Влияние бюджетных стимулов, таких же крупных, как одобренные в декабре 2017 года и январе 2018 года (в реальности экономика в это время в них уже не нуждалась), было бы намного сильнее десятилетием раньше, когда уровень безработицы оставался очень высоким. Тем самым, слабость восстановления экономики не была результатом «вековой стагнации»; проблема заключалась в неадекватности государственной политики.

И здесь возникает центральный вопрос: а будут ли темпы роста экономики в предстоящие годы такими же сильными, какими они были в прошлом? Естественно, это будет зависеть от темпов технологических изменений. Инвестиции в исследования и разработки, а особенно в базовые научные исследования, являются важным определяющим фактором, хотя и с большой задержкой во времени. Тот факт, что администрация предлагает сокращать подобные расходы, не сулит ничего хорошего.

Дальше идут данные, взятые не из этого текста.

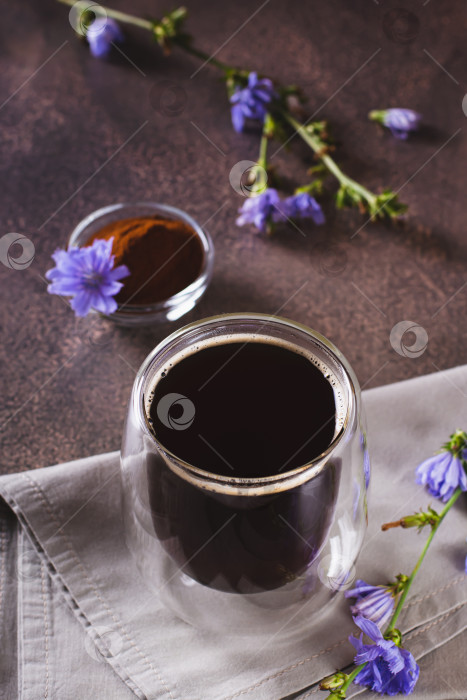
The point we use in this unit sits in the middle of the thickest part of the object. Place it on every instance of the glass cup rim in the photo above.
(247, 485)
(206, 241)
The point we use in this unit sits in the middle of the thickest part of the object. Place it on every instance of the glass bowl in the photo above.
(175, 306)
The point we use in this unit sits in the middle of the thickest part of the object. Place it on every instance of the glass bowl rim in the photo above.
(203, 277)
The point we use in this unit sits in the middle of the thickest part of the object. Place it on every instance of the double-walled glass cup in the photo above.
(245, 554)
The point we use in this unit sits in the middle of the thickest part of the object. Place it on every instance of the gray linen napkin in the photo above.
(77, 620)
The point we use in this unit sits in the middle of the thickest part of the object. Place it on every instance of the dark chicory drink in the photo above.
(243, 410)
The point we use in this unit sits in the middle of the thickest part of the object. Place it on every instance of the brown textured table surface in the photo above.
(78, 133)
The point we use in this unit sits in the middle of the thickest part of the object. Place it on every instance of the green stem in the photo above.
(433, 532)
(263, 144)
(316, 145)
(351, 677)
(410, 580)
(120, 16)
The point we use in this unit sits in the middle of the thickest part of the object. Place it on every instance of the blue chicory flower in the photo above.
(374, 603)
(303, 206)
(101, 34)
(389, 669)
(88, 275)
(252, 101)
(443, 474)
(261, 210)
(399, 121)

Но даже помимо этого сохраняется значительная неопределённость. В последние 50 лет подушевые темпы роста ВВП сильно варьировались — от уровня 2-3% в год в десятилетия после Второй мировой войны до 0,7% в минувшем десятилетии. Впрочем, не исключено, что вокруг темпов роста слишком много фетишизма, особенно если мы задумаемся об экологическом ущербе, а тем более о том, что этот рост может и не принести значительных выгод подавляющему большинству граждан.

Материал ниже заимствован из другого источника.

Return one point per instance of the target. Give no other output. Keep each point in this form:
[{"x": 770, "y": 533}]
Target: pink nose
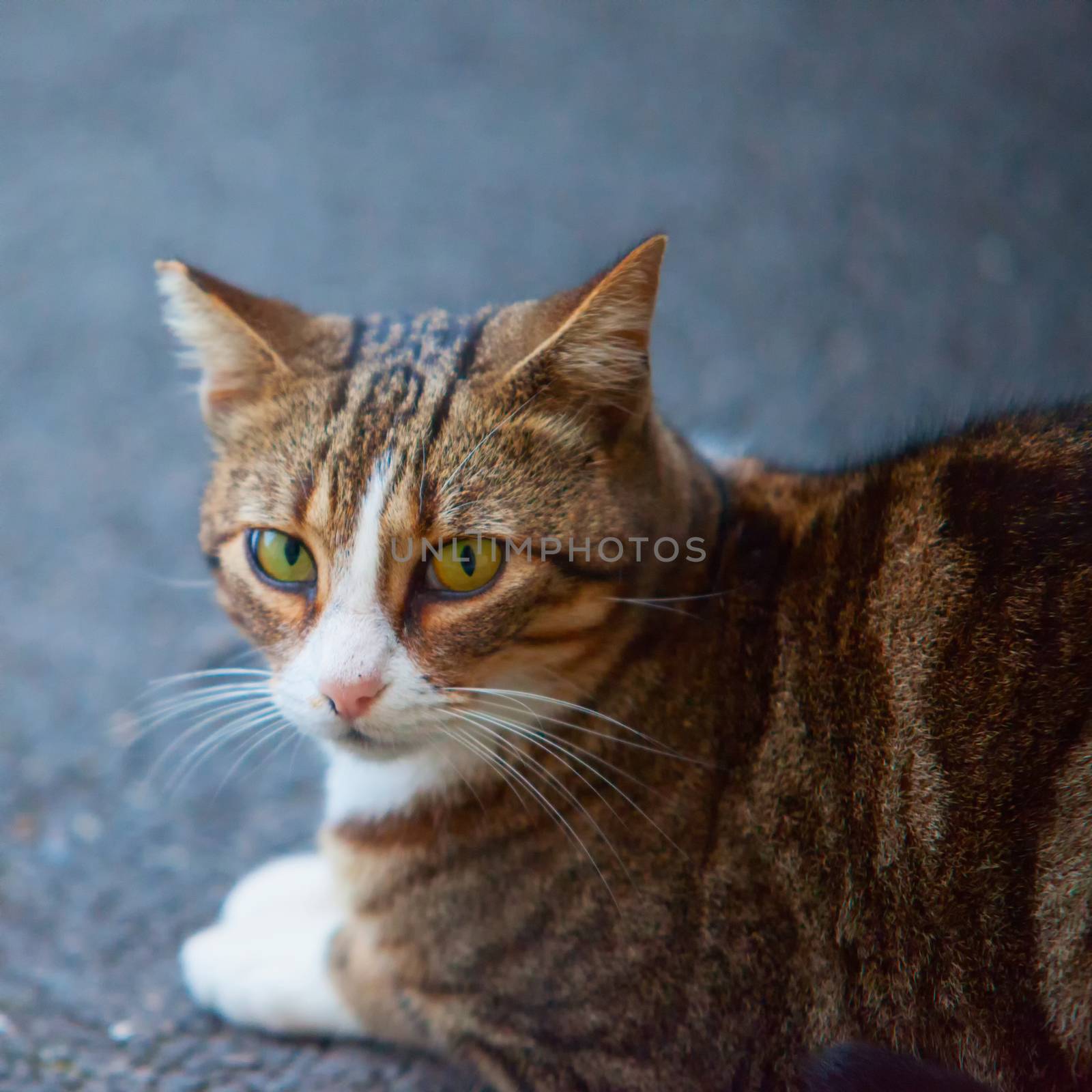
[{"x": 349, "y": 700}]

Есть множество уроков, которые предстоит выучить, по мере того как мы размышляем над кризисом 2008 года. Однако самый важный урок таков: проблема была — и остаётся — политической, а не экономической. Ничто не мешает управлять нашей экономикой таким образом, который обеспечивает полную занятость и всеобщее процветание. Вековая стагнация — это всего лишь оправдание за ошибочную экономическую политику. Если и пока не будут преодолены эгоизм и близорукость, определяющие нашу политику (а особенно в США под управлением Трампа и его республиканских помощников), экономика, служащая многим, а не нескольким, будет оставаться недостижимой мечтой. Даже в периоды повышения ВВП доходы большинства граждан продолжат стагнировать.